Greek Yogurt
Meat Dries Out in Slow Cooker


What does it mean to baste something?  How and when do you do it?

-- Nora

Basting is used in roasting meat and poultry.  To baste something, you take some of the juices that have collected in the bottom of the pan and use them to moisten the top surface.  The juices may be spooned over the meat or brushed on.  A basting bulb can also be used.  It is a hollow tube which narrows to a small opening on one end and has a soft bulb on the other end.  To use it, the bulb is squeezed to press out some air, and then the open end is placed into the juices in the pan.  When the bulb is released, the vacuum which is created draws the liquid into the tube.  The liquid can then be drizzled over the meat by gently squeezing the bulb again.

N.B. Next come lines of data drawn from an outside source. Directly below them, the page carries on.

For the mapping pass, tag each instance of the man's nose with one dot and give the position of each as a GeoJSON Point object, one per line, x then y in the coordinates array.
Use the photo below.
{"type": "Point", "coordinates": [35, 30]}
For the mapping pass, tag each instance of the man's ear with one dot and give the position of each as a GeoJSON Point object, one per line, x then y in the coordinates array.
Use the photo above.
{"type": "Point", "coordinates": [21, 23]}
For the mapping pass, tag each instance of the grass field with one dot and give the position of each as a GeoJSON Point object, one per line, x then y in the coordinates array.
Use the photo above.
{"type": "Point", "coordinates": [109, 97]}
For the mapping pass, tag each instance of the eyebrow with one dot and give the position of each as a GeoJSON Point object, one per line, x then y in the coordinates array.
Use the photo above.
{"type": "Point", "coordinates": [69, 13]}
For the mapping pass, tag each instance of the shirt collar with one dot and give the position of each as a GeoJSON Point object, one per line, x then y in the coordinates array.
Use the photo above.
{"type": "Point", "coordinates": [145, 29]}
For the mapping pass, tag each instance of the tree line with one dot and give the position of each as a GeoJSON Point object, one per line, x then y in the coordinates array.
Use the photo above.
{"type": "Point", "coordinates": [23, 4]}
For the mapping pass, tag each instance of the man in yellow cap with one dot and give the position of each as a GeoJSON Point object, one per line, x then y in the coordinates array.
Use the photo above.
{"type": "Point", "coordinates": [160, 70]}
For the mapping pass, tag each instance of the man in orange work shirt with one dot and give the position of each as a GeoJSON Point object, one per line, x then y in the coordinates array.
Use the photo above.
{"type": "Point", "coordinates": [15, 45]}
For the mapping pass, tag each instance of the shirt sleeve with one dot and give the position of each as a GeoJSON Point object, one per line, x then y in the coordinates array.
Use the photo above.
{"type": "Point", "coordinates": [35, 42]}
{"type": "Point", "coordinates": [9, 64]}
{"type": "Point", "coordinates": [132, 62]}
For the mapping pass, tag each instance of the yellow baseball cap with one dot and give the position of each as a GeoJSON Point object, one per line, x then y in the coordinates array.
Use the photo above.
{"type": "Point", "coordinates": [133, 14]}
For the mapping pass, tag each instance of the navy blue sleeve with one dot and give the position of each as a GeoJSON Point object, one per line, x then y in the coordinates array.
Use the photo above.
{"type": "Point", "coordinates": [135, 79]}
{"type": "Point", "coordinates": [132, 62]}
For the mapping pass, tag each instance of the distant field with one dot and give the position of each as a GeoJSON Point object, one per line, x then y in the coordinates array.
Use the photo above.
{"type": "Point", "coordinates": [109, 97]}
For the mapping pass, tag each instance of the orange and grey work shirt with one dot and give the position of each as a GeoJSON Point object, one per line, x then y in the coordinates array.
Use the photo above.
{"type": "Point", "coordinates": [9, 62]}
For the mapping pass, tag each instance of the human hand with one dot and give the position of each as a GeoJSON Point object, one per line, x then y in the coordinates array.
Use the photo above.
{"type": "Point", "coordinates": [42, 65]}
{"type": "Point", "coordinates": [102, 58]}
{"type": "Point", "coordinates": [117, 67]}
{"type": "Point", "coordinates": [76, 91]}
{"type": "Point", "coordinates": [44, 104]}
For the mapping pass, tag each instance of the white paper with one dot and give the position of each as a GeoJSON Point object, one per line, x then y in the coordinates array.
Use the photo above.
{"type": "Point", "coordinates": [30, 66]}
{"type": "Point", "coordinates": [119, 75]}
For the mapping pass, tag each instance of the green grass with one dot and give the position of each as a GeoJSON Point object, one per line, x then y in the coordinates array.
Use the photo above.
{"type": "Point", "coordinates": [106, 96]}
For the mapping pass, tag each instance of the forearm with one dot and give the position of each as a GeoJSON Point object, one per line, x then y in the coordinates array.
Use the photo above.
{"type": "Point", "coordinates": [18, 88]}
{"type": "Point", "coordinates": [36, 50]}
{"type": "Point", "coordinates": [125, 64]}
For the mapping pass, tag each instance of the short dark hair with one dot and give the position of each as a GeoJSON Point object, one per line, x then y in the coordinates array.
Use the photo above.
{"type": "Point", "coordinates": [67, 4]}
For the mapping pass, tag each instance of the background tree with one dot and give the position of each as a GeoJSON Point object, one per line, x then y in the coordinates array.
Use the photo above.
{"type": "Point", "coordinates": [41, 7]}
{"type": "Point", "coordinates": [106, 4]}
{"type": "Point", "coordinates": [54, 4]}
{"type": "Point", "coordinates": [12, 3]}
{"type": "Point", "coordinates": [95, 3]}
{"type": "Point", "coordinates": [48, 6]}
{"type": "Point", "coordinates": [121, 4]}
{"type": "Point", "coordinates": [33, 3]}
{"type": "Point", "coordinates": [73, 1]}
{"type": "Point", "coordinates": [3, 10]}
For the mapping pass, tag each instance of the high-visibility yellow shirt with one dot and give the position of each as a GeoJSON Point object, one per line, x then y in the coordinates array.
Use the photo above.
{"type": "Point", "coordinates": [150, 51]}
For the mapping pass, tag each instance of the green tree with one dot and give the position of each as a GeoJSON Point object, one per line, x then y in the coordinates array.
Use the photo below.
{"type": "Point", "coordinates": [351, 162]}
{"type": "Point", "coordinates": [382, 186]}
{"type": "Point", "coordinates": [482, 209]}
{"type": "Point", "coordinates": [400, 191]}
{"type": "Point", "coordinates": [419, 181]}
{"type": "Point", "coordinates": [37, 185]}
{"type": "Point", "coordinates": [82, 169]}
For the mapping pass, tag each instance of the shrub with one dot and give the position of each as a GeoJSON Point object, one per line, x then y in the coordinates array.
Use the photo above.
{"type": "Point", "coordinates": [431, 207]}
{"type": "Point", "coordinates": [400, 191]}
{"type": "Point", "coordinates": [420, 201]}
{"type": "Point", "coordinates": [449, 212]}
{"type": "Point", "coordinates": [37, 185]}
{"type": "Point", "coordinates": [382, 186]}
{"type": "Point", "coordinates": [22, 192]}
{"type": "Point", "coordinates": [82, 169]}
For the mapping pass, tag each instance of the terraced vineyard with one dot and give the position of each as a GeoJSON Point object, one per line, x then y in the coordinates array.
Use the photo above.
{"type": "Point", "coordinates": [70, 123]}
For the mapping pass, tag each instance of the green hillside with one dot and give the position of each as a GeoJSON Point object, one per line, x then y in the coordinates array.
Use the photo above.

Basting is done every 20 minutes or so, depending on temperature and the meat being cooked.  Always follow the instructions in the recipe.

Basting has two major effects.  Because the juice is loaded with protein and natural sugars from the meat, when it reaches the roasting temperature, it undergoes a Maillard reaction (see Browning Meat for Slow Cooker).  This adds both flavor and color to the outside of the meat.

Also, as the water in the juices evaporates, it cools the surface of the meat slightly while at the same time moistening it.  Both of these effects help to keep the meat from drying out.

Roasts with a layer of fat, cooked fat side up, don't need to be basted.